Investing in overseas shares is as easy as buying domestic ones, but there are a couple of additional complications
July 28, 2022

It is now incredibly easy to buy overseas shares on investment platforms. This, plus the attention-grabbing performance of US growth companies in recent years, and greater levels of liquidity, mean that many of you are very likely to be familiar with the ins and outs of international share dealing.

Others will be less familiar, or prefer to rely on funds for their foreign exposure. But some in this group may now be thinking about snapping up share bargains across the water, and others might be entertaining the idea of direct overseas shareholdings because they are investors in Aim-traded Abcam, which is swapping its dual Nasdaq/Aim listing for life as a single-listed entity in the US.

Little of the detail is known yet – the company says it will continue to consult with shareholders on this proposal in the coming weeks with the intention to put it to shareholder approval at a general meeting called for that purpose later this year. But there are a couple of additional complications worth knowing about, whichever US shares you find yourself interested in.

The first is foreign exchange. Changes in the dollar/pound exchange rate will obviously affect the value of your US direct shareholdings so this could be an additional factor to consider when timing your purchases and sales. 

Although brokers do not generally charge higher dealing fees for overseas trades, you will be charged a forex fee. At Hargreaves Lansdown the charge depends on the value of your deal, and will cost a maximum of 1 per cent per deal.

Although interactive investor allows clients to hold foreign currency in their trading account in readiness for dealing or to convert from sterling at the time they place their trade (you can’t hold foreign currency in an Isa, you must switch into the currency at the time of the trade), foreign exchange fees apply in both cases. They start at 1.5 per cent on transactions up to £24,999, with the lowest fee of 0.25 per cent applying on transactions of £600k to £999,999 – the maximum electronic transaction size.

As mentioned, dealing charges are generally the same as for UK-listed shares, which means HL’s maximum online dealing fee to buy and sell US shares is £11.95 per trade.

If you have an account with interactive investor, its deal offering one free trade per month can be used to buy US shares. Otherwise each deal costs £7.99.

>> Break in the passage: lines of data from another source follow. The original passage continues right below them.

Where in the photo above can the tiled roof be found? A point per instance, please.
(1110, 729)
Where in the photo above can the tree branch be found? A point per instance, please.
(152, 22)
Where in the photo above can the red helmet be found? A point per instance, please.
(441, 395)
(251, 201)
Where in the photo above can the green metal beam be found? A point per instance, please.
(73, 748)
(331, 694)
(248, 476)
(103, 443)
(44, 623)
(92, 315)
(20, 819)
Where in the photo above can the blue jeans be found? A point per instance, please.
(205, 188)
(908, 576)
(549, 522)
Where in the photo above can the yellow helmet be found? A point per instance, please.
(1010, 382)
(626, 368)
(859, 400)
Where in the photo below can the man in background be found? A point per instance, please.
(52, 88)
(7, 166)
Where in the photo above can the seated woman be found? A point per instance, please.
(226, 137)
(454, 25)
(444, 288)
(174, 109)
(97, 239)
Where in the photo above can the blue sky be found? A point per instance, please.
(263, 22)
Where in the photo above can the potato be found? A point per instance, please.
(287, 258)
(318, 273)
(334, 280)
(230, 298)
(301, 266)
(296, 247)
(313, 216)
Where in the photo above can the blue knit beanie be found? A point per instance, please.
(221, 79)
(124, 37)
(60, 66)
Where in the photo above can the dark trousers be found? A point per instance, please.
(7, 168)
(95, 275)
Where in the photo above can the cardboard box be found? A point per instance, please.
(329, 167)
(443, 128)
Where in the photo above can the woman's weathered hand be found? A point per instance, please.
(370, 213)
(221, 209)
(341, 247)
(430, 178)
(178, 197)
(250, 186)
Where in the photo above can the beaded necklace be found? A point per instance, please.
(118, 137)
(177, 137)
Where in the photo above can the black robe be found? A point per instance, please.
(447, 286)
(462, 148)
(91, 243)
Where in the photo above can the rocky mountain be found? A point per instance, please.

Taxation is the other factor to consider with overseas shares, although this is not usually a problem with US shareholdings as your broker is certain to plonk a W-8 BEN form in front of you to save you from having up to 30 per cent tax deducted from your US dividends. Completing the form will reduce this tax to 15 per cent. Shares held in Sipps can receive the gross dividend in full, meaning no W-8 BEN form is required in such cases – although not every platform permits overseas shares to be held in Sipps.

Outside of Sipps, brokers need to have a Q1 status with the US tax authorities so they can instruct that full US withholding tax (charged at 30 per cent) should not be deducted for UK shareholders in Isas and ordinary trading accounts. Although you must declare dividends (and taxable realised gains) on overseas shares in your tax return, you should not have to pay tax twice where withholding tax has already been applied.